Again there has been some nice insects and flowers around site with our Horseshoe meadow now all of a buzz. A few azure and blue tailed damselflies emerging, four-spotted chasers and hairy dragonflies, and wall brown butterfly, the only green-veined white but then lots of common blues in the meadow. Common blue butterflies were always a little scarce around the reserve so it was really heartwarming to have a least 10 today early morning on just a quick ten minute check of how the hay is coming along in the drought. 
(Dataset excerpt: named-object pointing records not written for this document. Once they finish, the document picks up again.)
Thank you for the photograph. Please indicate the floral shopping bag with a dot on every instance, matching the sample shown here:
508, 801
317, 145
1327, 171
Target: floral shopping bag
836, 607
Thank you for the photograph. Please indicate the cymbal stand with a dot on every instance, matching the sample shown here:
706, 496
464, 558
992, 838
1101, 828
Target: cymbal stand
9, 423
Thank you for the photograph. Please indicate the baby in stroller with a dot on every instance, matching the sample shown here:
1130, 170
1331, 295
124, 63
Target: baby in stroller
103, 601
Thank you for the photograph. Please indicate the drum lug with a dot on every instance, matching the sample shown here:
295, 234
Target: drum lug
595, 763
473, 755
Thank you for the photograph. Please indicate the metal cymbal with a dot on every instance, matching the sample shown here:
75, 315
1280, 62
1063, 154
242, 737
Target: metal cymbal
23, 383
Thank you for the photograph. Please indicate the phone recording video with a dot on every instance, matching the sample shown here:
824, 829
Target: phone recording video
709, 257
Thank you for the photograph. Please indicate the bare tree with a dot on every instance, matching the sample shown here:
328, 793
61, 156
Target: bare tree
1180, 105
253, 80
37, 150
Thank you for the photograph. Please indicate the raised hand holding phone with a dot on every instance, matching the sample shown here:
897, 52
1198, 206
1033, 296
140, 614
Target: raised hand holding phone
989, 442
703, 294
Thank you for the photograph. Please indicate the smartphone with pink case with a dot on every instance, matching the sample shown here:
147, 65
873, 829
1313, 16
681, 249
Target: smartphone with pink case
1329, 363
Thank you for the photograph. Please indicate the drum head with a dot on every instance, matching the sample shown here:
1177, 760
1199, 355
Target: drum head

Common blue on Ragged robin!

Wall brown 

Blue-tailed damselfly

Green-veined butterfly

Azure damselfly

Even if the Hay is slow its certainly suiting the wildflowers with new species joining the assemblage now including greater goats beard and wood avens (a new species for the field), a remarkable plant when you read about it used for all sorts of herbal remedies to treat dog bites, liver disease, chest infections, gastric upsets, toothache, halitosis and heart disease! Its also the food plant of the grizzled skipper butterfly although I don't expect any to appear soon!  

Greater goats beard

Wood avens

Southern marsh orchids are just appearing in the meadow

And thats it for another week - I need to get on with work on the ground, there's a sausage casserole to cook!